Landlords’ immigration checks now unlikely
01/03/2019
Landlords’ immigration checks now unlikely

A recent High Court decision in England now means the prospect of Landlords “policing” the immigration or nationality status of their tenants has now receded.
 

The “right to rent” scheme was introduced in England in 2016 in order to evaluate its effectiveness. The scheme required private landlords to check the status of potential tenants to ensure they had the right to remain in the UK and, if so, would then be entitled to rent the property. A failure to carry out these checks was a criminal offence punishable by up to  five years imprisonment or a fine.
 

The UK Government’s aims were two-fold. Firstly, to ensure the availability of private rented property for UK citizens and those entitled to reside in the UK and, secondly, to outlaw unscrupulous landlords who might otherwise exploit illegal immigrants and allow them to be penalised for doing so.
 

This scheme was introduced  by the Immigration Act 2014  (click here to view) where Sections 20 – 37 deal specifically with the prohibition of tenancies to persons who have no entitlement to reside in the UK. Section 21 outlines the principal provision and you can view that here.
 

The plan was to roll the scheme out to other parts of the UK if the scheme had proved successful in England.
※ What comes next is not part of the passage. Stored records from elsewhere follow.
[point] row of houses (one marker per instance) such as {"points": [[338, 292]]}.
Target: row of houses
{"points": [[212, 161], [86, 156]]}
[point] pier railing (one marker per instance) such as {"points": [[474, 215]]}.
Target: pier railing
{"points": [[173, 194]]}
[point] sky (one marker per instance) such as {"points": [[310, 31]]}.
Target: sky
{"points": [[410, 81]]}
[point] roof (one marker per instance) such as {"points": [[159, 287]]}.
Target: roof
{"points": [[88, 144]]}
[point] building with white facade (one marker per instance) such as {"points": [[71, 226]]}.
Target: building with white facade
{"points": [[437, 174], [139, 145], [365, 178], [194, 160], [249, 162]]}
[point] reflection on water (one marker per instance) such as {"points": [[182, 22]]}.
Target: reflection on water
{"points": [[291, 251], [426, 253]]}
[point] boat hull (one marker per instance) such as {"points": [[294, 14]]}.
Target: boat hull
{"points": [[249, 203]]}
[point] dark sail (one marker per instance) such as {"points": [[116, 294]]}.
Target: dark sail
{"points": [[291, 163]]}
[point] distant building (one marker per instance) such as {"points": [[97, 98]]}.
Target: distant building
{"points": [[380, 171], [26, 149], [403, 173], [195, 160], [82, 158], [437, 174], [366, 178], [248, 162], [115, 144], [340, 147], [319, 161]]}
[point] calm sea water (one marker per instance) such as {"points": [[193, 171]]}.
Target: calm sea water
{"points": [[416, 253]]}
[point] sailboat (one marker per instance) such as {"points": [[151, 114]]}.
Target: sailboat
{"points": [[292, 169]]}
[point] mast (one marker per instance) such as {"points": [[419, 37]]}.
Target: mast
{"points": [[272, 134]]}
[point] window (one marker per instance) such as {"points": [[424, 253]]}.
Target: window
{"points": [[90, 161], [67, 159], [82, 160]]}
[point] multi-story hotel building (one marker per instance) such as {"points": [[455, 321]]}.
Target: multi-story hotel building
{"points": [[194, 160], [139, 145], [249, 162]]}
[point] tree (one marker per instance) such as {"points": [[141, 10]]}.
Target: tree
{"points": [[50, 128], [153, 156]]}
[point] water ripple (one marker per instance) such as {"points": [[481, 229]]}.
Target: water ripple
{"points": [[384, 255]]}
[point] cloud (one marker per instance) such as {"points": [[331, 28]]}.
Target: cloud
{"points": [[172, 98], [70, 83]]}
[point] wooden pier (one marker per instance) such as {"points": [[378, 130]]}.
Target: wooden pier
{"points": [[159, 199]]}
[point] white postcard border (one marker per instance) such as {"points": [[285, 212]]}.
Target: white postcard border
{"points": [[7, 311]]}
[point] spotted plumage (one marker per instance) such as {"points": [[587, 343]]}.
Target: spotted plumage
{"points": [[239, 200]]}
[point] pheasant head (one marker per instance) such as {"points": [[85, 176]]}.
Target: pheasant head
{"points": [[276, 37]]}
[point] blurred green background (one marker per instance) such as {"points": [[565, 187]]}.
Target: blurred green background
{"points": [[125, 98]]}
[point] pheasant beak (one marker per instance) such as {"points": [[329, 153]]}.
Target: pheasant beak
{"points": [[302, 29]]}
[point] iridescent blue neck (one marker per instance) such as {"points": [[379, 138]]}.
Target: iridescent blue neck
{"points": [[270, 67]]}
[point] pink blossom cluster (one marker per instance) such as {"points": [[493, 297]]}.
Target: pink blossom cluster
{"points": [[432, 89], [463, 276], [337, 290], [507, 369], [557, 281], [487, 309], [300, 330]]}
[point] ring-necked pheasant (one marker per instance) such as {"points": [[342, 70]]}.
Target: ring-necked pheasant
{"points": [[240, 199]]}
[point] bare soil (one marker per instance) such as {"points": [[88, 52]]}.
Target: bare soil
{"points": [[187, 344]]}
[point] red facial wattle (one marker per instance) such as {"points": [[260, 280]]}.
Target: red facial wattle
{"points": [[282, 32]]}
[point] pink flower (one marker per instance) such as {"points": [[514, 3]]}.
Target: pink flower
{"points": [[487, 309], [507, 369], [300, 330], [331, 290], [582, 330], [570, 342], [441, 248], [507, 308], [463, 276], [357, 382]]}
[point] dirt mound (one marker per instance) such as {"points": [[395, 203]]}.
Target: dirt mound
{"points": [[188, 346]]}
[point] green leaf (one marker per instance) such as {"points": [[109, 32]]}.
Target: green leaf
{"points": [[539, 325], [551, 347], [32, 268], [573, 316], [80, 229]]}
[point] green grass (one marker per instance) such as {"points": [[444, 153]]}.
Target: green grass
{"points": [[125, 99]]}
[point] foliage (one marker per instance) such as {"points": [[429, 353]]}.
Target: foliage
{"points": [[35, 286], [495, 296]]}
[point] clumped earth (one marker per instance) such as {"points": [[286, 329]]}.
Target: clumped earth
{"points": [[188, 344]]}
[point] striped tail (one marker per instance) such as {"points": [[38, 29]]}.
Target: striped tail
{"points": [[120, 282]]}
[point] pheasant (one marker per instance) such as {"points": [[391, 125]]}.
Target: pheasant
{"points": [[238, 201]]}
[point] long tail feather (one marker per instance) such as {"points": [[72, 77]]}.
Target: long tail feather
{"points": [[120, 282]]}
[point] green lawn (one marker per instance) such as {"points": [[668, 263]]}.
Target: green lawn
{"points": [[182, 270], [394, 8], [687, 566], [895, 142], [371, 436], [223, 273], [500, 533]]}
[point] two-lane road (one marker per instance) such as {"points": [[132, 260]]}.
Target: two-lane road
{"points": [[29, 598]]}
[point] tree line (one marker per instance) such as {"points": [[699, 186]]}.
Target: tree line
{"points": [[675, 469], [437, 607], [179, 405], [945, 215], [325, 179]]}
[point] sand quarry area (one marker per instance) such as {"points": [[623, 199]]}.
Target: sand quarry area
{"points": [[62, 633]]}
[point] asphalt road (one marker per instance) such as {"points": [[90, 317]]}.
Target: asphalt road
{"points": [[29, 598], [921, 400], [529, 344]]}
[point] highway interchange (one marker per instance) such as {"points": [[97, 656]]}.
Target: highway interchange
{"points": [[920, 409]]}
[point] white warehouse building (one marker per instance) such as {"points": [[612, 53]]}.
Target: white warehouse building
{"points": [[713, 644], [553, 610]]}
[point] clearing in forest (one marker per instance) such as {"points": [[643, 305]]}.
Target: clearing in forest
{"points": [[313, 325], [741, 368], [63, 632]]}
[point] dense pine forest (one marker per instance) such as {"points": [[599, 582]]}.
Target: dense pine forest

The Scottish Association of Landlords has long opposed its introduction in Scotland
 

The argument laid before the court was that the practice was discriminatory and incompatible with Article 14 of the European Convention on Human Rights when read in conjunction with Article 8. You can read the European Convention on Human Rights by clicking here.
 

What actually happened was that landlords erred on the side of caution when seeking tenants for their properties and this led to people who were perfectly entitled to reside in the UK being turned away because of their apparent race or ethnicity.

The Judge, Mr Justice Martin Spencer, agreed that the legislation was incompatible with the European Convention on Human Rights and also said it would be unsafe to roll it out to Scotland and other parts of the UK. In his judgement he said: “In my judgment, the experience of the implementation of the Scheme throughout England has been not that there will be merely a risk of illegality should the Scheme be extended to the devolved territories but a certainty of illegality because landlords in those territories will have the same interests and will take into account the same considerations as their counterparts in England.”  (you can read the full judgement here).
 

In his conclusion, Mr Justice Martin Spencer also said: “An Order declaring that a decision by the Defendant [The Home Office}] to commence the Scheme represented by sections 20-37 of the Immigration Act 2014 in Scotland, Wales or Northern Ireland without further evaluation of its efficacy and discriminatory impact would be irrational and would constitute a breach of s. 149 Equality Act 2010.”
 

The UK Government now must review the decision and determine if this should be appealed. Until that decision is made, it’s unlikely the UK Government will consider extending the scheme to Scotland or any other parts of the UK.